Pas un stimulant améliorant la performance
De manière générale, les participants ont rapporté un plus grand plaisir et une euphorie plus intense, ou « le plaisir du coureur », lorsqu’ils faisaient de l’exercice après avoir consommé du cannabis.
Étonnamment, cette humeur accrue était encore plus importante dans le groupe au CBD que dans le groupe au THC, suggérant que les athlètes pourraient bénéficier de certains avantages pour l’humeur sans les effets indésirables du THC.
Les participants du groupe au THC ont également rapporté que la même intensité de course semblait significativement plus difficile pendant la session avec cannabis que pendant la session sobre.
Cela peut être dû à une augmentation du rythme cardiaque causée par le THC, explique Bryan.
Dans une étude précédente menée à distance, elle et Gibson ont constaté que, bien que les coureurs ressentent plus de plaisir sous l’influence du cannabis, ils couraient 31 secondes de plus par mile.
« Il est assez clair d’après nos recherches que le cannabis n’est pas une drogue améliorant la performance », a déclaré Bryan.
Notons que de nombreux athlètes d’élite, dont la sprinteuse américaine Sha’Carri Richardson, ont été interdits de compétition ces dernières années après avoir été testés positifs au cannabis.
Un comité de la NCAA a récemment recommandé de le retirer de sa liste de substances interdites.
Un type différent de plaisir du coureur
Pourquoi le cannabis rend-il l’exercice plus agréable ?
Alors que les endorphines naturelles, analgésiques, ont longtemps été créditées du célèbre « plaisir du coureur », des recherches plus récentes suggèrent qu’il s’agit d’un mythe. En réalité, des produits chimiques naturellement produits par le cerveau, appelés endocannabinoïdes, sont probablement en jeu, agissant après une période prolongée d’exercice pour induire l’euphorie et l’attention.
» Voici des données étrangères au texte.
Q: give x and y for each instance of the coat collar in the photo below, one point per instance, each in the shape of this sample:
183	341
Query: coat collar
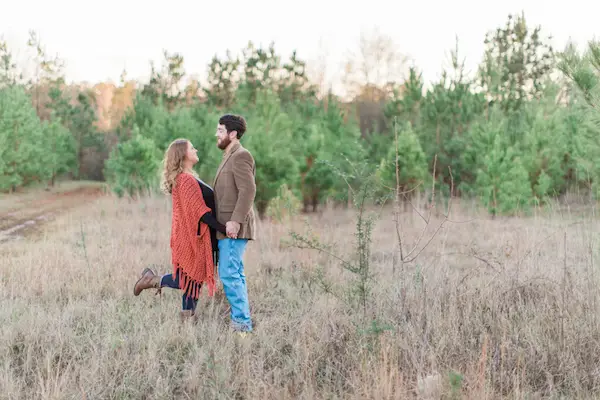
226	158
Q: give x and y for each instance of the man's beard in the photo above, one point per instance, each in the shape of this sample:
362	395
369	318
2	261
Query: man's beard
223	143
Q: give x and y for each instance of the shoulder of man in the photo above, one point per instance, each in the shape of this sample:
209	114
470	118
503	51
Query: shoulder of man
243	153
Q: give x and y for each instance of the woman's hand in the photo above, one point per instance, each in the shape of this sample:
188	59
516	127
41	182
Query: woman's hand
232	228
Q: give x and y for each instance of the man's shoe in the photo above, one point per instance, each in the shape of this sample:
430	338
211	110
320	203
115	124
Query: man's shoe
148	280
187	315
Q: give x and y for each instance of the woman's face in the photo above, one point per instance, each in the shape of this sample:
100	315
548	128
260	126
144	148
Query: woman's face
191	156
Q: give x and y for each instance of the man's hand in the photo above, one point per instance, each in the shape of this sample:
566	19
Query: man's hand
232	228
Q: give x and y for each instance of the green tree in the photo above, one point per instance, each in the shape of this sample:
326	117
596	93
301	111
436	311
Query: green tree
21	140
132	168
516	63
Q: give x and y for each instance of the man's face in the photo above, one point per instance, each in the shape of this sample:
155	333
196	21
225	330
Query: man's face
223	138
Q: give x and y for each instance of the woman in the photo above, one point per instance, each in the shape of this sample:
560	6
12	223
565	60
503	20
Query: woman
194	244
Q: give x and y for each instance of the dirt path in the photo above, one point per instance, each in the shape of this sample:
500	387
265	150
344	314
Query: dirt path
22	214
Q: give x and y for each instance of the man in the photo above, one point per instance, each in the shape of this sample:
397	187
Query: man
235	189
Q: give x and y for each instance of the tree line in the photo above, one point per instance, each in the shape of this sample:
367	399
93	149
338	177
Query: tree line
522	130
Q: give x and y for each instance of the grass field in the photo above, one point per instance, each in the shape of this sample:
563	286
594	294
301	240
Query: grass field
504	308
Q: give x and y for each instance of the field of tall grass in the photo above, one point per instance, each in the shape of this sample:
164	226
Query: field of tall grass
490	309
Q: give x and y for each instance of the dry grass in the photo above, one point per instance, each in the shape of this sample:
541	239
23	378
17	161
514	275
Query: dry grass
491	309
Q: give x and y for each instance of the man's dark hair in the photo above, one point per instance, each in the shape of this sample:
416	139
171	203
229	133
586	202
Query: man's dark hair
234	123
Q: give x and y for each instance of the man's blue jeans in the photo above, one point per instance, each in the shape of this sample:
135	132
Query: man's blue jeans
231	273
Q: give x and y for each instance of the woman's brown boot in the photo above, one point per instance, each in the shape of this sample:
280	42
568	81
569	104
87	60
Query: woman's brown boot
148	280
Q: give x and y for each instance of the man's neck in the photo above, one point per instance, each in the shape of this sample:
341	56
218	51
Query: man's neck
230	146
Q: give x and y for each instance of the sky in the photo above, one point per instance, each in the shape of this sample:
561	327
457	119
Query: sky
99	39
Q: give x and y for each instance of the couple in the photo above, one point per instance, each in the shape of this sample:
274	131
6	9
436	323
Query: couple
209	227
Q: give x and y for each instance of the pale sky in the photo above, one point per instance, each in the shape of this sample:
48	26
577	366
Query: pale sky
99	39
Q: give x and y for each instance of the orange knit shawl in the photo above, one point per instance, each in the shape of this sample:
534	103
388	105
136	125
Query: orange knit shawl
191	254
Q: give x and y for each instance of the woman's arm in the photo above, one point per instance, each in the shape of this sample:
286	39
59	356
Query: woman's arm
211	221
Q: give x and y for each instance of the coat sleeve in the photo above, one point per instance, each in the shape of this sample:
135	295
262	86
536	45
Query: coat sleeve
243	174
192	201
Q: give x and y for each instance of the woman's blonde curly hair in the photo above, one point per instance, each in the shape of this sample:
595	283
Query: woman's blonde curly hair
173	164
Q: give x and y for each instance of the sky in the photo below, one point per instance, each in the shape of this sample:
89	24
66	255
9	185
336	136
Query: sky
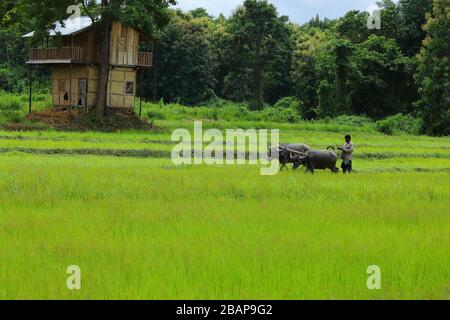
299	11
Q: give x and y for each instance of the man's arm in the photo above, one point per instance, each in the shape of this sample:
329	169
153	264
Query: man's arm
348	149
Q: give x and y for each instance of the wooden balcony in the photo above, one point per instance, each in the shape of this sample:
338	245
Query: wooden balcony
57	55
68	55
145	59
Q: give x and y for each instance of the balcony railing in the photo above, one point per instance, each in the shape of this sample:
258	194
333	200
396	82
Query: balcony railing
145	59
74	54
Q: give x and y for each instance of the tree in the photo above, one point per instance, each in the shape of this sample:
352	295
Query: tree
257	42
433	76
310	45
381	79
185	60
353	26
144	15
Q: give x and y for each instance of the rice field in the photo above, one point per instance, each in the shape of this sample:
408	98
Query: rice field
140	227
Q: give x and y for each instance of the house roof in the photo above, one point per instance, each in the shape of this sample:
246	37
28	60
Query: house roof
71	27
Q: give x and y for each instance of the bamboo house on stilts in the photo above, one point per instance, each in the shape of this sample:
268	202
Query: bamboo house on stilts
74	60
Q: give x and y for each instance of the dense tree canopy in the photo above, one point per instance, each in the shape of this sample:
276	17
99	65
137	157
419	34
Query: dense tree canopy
258	57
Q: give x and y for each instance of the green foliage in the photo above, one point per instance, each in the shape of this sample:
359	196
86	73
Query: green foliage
400	124
257	57
433	75
184	54
355	121
258	53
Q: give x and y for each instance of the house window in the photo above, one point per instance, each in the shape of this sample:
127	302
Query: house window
129	87
61	85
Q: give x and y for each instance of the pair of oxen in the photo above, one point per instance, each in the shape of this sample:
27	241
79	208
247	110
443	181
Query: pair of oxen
301	154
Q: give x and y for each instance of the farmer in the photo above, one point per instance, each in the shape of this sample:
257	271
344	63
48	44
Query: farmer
347	155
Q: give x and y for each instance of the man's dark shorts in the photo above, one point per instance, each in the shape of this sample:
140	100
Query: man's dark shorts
347	167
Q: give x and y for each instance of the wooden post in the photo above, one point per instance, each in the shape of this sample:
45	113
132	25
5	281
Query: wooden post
31	90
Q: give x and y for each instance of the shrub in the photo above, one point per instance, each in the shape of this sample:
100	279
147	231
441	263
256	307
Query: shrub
273	114
400	124
288	102
156	115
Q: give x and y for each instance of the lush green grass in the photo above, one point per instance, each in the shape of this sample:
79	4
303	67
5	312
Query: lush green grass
140	227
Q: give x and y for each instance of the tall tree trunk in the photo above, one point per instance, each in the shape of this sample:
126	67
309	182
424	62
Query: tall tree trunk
105	31
257	100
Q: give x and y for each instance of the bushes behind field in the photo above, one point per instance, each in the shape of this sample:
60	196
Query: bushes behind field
400	124
14	108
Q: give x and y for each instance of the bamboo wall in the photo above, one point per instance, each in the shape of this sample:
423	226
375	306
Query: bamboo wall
117	97
62	85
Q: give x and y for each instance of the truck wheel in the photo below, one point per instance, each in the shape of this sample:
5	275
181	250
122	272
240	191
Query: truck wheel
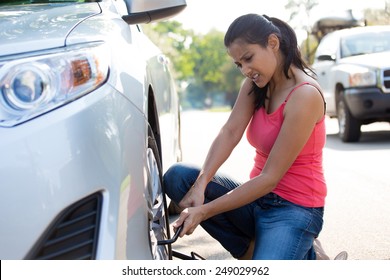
349	127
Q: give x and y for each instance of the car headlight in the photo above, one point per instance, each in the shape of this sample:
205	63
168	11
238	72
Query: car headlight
35	85
362	78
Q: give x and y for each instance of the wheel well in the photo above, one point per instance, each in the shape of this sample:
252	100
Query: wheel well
153	119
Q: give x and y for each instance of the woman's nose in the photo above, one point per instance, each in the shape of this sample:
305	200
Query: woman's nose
246	71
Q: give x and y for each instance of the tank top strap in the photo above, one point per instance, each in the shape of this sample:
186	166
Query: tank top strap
295	88
302	84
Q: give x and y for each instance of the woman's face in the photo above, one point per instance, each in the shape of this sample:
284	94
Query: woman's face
255	62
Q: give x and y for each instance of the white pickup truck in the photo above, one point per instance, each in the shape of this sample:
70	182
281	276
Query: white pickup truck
353	69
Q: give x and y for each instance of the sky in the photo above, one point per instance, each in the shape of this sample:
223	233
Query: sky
204	15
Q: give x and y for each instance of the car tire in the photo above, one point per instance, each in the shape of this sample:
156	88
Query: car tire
349	127
158	212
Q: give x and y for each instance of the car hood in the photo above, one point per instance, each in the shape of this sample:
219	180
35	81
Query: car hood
373	60
24	28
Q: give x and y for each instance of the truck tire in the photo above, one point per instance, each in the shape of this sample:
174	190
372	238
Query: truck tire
349	127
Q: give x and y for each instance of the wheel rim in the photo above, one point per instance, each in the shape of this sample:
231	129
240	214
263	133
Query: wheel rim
157	225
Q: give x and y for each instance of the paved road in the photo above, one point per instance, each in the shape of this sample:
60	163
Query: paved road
357	217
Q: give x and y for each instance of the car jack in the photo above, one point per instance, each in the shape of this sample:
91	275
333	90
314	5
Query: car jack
192	256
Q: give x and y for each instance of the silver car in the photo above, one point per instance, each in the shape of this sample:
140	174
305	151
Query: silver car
89	121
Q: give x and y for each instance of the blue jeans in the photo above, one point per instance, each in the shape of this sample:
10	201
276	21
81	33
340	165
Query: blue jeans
281	230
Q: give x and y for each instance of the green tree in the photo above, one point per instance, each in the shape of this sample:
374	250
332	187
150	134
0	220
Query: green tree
199	60
302	9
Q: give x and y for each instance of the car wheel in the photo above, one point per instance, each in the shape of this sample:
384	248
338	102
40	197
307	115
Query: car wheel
158	214
349	127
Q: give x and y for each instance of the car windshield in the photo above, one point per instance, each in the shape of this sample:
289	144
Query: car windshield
365	43
26	2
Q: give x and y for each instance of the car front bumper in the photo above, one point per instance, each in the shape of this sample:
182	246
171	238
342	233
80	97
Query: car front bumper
93	146
368	104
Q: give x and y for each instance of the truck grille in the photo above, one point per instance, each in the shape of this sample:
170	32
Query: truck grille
386	80
74	233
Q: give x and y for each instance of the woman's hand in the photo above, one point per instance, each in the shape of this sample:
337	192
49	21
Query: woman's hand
190	218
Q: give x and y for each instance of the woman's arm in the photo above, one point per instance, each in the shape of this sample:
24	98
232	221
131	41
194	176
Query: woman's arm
302	112
222	146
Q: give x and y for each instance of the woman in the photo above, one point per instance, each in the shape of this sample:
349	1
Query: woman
278	213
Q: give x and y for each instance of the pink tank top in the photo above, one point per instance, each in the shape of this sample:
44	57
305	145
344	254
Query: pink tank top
304	183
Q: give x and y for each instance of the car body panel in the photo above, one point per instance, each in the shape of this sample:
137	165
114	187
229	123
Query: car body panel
96	143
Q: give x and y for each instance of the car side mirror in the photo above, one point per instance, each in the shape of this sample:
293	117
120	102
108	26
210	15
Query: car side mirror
141	11
326	57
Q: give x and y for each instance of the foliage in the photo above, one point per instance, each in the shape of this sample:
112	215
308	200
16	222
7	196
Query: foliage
201	65
200	61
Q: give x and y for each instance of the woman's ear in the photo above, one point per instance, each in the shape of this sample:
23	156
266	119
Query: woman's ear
273	42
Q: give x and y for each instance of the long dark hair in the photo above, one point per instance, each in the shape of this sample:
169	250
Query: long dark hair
255	29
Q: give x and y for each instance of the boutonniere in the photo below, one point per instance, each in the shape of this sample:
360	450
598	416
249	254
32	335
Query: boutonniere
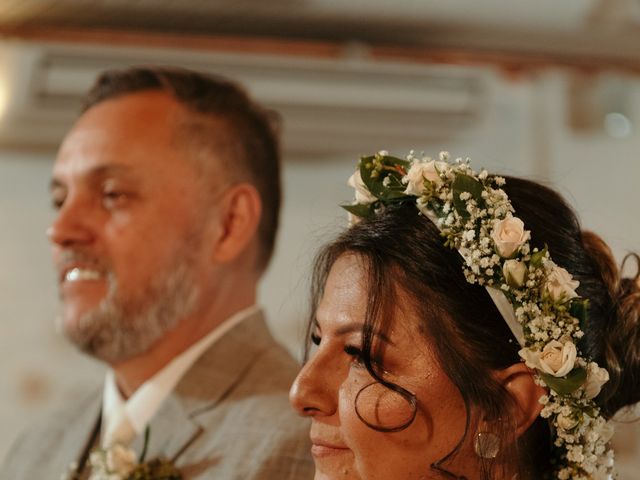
119	463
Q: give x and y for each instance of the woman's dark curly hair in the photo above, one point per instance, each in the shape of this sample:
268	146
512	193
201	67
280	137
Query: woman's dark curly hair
403	252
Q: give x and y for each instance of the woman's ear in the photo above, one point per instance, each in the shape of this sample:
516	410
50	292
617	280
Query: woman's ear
519	382
239	212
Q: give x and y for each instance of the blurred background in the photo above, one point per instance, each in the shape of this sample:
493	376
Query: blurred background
547	90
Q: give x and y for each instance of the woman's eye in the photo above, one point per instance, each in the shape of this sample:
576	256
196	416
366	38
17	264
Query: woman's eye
358	359
355	353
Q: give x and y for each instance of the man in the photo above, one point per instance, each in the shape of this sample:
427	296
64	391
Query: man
167	195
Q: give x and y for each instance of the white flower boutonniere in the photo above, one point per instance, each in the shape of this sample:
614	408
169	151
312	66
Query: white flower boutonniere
118	462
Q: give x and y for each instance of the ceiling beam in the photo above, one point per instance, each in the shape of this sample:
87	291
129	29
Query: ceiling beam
520	52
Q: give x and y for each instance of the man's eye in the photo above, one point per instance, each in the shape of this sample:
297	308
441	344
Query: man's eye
114	198
56	203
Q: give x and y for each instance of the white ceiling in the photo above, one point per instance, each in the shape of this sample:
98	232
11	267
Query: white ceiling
291	15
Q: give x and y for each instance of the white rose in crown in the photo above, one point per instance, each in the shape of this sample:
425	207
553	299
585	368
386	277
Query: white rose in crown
509	235
596	377
421	170
363	195
559	284
565	422
514	272
556	358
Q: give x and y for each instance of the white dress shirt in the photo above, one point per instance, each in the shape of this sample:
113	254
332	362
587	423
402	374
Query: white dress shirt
123	420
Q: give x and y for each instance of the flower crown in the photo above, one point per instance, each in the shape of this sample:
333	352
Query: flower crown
536	297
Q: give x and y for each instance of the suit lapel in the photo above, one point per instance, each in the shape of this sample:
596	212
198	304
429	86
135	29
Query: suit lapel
214	376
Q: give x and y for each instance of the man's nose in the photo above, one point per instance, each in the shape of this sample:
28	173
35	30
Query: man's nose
72	224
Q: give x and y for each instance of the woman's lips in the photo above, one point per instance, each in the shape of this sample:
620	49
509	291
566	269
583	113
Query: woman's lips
320	448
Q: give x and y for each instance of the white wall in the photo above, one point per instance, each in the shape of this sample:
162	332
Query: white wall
523	133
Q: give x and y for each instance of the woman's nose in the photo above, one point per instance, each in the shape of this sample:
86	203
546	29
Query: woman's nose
314	392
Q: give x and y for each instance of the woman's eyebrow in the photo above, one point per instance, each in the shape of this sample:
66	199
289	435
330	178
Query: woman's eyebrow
357	327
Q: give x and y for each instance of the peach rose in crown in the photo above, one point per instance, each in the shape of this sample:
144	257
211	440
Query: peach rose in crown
509	235
596	378
556	358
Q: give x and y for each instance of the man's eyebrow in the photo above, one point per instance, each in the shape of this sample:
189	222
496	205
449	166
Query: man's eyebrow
94	173
357	327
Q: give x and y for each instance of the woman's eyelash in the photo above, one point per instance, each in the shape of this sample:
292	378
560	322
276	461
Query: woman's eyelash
358	356
354	352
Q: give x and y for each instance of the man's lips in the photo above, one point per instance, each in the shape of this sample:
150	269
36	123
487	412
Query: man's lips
80	273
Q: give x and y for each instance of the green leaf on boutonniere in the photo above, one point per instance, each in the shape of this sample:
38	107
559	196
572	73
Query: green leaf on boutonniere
568	384
360	210
465	183
580	309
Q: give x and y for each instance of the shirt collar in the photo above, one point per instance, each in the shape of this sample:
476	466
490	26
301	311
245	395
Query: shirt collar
147	399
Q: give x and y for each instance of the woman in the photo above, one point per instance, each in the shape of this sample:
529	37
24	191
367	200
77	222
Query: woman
465	327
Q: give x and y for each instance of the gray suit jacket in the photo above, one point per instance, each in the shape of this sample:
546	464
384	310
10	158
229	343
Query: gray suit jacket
227	419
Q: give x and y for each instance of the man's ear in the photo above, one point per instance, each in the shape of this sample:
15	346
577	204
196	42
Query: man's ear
518	381
239	212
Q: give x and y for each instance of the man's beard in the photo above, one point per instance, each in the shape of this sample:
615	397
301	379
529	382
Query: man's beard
124	326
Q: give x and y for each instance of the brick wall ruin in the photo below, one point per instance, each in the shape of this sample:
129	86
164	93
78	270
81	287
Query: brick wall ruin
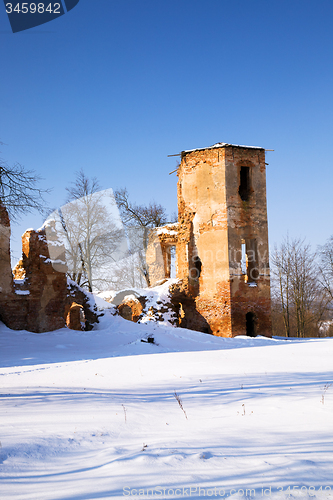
222	242
37	296
222	249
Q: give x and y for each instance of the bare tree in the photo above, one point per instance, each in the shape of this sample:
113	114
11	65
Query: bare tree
295	275
93	237
138	220
18	190
325	253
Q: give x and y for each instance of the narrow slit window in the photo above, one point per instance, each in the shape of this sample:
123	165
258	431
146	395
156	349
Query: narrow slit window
249	261
244	185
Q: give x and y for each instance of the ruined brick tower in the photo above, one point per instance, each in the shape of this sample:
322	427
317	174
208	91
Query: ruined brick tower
222	248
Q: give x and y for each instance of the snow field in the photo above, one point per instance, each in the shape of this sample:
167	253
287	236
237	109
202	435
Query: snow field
94	415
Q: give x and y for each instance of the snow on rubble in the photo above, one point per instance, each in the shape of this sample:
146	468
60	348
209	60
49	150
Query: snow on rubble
103	415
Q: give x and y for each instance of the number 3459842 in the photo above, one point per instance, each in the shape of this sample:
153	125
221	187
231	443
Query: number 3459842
33	8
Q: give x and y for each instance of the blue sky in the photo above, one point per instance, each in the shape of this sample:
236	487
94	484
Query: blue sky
113	87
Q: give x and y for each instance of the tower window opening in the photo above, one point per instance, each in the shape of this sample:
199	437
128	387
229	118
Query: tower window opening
173	261
244	185
251	324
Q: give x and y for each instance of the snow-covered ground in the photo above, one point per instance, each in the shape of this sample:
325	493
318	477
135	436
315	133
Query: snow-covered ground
103	415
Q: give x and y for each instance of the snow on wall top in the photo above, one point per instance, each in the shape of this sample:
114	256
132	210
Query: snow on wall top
221	145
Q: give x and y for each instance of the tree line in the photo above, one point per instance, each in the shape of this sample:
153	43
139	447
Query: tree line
302	289
105	253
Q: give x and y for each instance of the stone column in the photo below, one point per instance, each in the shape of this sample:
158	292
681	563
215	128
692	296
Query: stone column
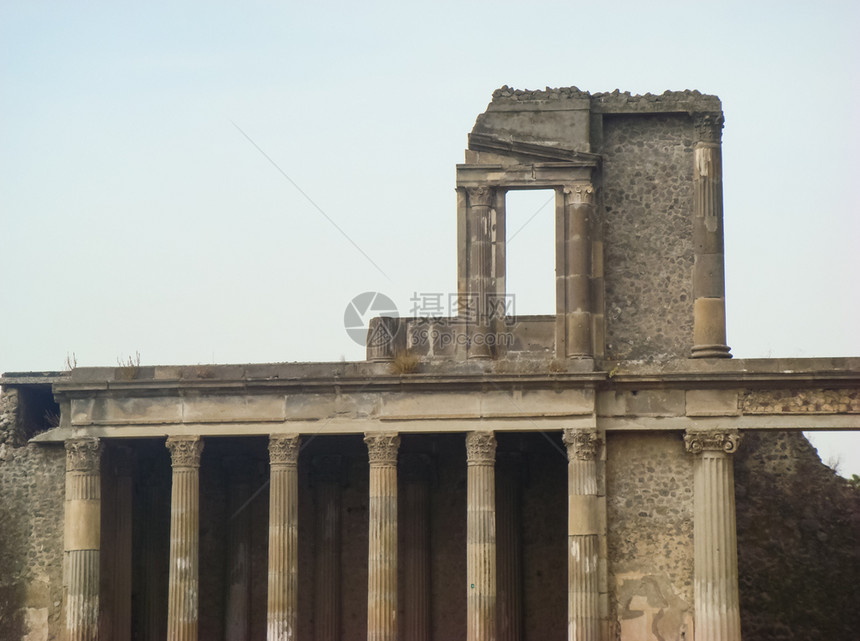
509	551
282	618
481	537
709	297
416	547
583	609
82	540
573	273
382	539
715	545
327	549
477	301
237	619
183	589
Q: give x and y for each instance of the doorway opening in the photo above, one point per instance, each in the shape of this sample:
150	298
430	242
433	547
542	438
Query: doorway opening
530	251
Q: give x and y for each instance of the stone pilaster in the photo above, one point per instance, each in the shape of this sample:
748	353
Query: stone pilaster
481	537
478	301
282	617
509	597
709	297
183	587
415	529
82	540
237	619
382	539
573	273
327	483
583	604
715	535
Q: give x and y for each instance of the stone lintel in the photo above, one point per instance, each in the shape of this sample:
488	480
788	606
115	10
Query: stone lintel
545	175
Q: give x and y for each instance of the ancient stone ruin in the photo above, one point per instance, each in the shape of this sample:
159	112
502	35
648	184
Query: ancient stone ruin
591	475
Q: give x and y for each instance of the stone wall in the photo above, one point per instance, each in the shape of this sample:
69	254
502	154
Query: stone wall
798	542
32	490
649	486
648	200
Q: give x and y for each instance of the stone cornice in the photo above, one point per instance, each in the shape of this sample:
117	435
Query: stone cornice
698	441
372	377
536	151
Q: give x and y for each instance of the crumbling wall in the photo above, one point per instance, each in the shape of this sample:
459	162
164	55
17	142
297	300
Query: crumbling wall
649	486
798	542
32	486
648	235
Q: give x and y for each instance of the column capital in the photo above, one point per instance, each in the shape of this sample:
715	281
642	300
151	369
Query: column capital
83	455
382	447
480	196
582	444
284	449
580	193
698	441
480	448
709	126
185	451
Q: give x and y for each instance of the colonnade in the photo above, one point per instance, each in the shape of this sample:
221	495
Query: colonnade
488	586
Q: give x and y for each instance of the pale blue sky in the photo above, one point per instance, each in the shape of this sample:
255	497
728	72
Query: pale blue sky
136	216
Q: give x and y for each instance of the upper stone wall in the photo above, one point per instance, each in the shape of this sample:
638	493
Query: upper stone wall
614	101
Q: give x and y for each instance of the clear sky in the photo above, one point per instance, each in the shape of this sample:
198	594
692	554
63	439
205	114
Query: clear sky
137	215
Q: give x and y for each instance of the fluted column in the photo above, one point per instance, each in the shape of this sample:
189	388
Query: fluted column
382	539
82	539
327	551
415	523
183	588
583	535
481	537
573	273
237	619
709	296
509	595
282	615
715	545
481	294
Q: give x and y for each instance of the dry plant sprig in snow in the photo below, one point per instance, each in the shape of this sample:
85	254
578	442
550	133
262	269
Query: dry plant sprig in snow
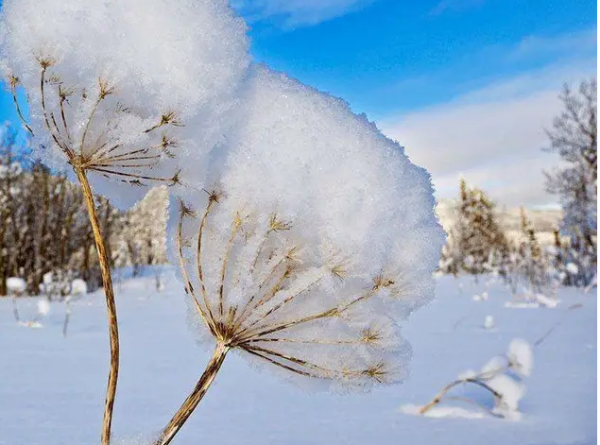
493	378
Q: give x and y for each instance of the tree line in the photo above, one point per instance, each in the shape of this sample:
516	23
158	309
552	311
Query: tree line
44	226
477	244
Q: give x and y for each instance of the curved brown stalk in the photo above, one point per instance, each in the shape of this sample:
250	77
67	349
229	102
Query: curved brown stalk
190	404
438	398
111	308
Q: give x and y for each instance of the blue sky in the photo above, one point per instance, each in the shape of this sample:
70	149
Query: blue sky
466	85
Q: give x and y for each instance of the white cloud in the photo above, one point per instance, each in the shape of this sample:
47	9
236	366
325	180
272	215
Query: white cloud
493	136
447	5
296	13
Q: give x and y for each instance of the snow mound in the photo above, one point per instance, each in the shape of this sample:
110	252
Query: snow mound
16	286
440	412
520	356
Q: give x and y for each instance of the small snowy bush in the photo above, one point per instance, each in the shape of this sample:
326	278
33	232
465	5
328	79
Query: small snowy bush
501	376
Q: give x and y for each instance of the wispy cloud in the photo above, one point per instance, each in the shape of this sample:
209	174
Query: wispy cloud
449	5
492	136
297	13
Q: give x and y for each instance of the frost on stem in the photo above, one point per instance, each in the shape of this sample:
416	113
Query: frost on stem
319	239
496	379
110	86
259	290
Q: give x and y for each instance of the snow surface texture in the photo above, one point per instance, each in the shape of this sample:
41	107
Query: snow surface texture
288	263
16	286
125	66
63	404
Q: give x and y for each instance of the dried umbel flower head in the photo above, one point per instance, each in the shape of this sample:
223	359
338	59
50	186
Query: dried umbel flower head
256	287
111	84
320	238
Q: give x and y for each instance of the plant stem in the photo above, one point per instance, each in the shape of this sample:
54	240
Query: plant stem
111	308
438	398
190	404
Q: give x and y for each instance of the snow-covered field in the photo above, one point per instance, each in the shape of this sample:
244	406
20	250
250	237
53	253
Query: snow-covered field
52	388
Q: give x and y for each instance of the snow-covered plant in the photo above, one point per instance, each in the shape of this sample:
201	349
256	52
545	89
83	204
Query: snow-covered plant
501	377
476	241
574	137
111	87
318	239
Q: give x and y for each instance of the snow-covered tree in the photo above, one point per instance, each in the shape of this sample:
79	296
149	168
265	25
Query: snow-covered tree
574	138
534	266
142	238
476	243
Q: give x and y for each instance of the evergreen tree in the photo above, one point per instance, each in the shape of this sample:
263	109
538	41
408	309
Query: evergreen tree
574	138
476	244
531	256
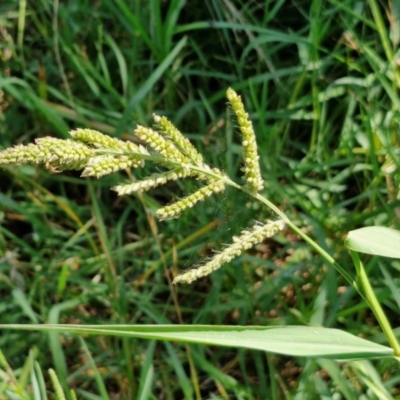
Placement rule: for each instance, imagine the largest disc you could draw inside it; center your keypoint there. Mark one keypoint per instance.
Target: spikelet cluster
(175, 210)
(169, 131)
(251, 166)
(97, 155)
(245, 241)
(56, 154)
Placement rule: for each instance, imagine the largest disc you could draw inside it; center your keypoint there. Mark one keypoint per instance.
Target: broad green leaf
(375, 240)
(291, 340)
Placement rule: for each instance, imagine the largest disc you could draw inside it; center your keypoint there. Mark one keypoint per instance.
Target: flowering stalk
(98, 155)
(245, 241)
(251, 166)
« La réalité est que certaines personnes ne vivront jamais le plaisir du coureur », note Gibson.
En consommant du CBD ou du THC, des cannabinoïdes qui se lient aux mêmes récepteurs que ceux que notre cerveau produit naturellement, les athlètes pourraient peut-être accéder à ce plaisir lors d’un entraînement plus court ou l’amplifier lors d’une séance plus longue, explique-t-elle.
Les athlètes envisageant d’utiliser du cannabis doivent être conscients des risques, notamment des vertiges et de la perte d’équilibre, et cela ne convient pas à tout le monde.
Pour quelqu’un visant un record personnel sur 5 km ou un marathon, il n’est pas vraiment logique d’en consommer avant, selon Bryan.
Mais pour un ultra coureur cherchant simplement à traverser une longue course d’entraînement à deux chiffres, cela pourrait être envisageable.
En tant que chercheuse en santé publique, Bryan s’intéresse surtout à son impact potentiel sur ceux qui ont du mal à faire de l’exercice, que ce soit parce qu’ils ne peuvent pas se motiver, que cela leur fait mal, ou qu’ils n’aiment tout simplement pas ça.
« Y a-t-il un monde où prendre un gomme à faible dose avant une promenade pourrait aider ? Il est trop tôt pour faire des recommandations générales, mais cela vaut la peine d’explorer », conclut-elle.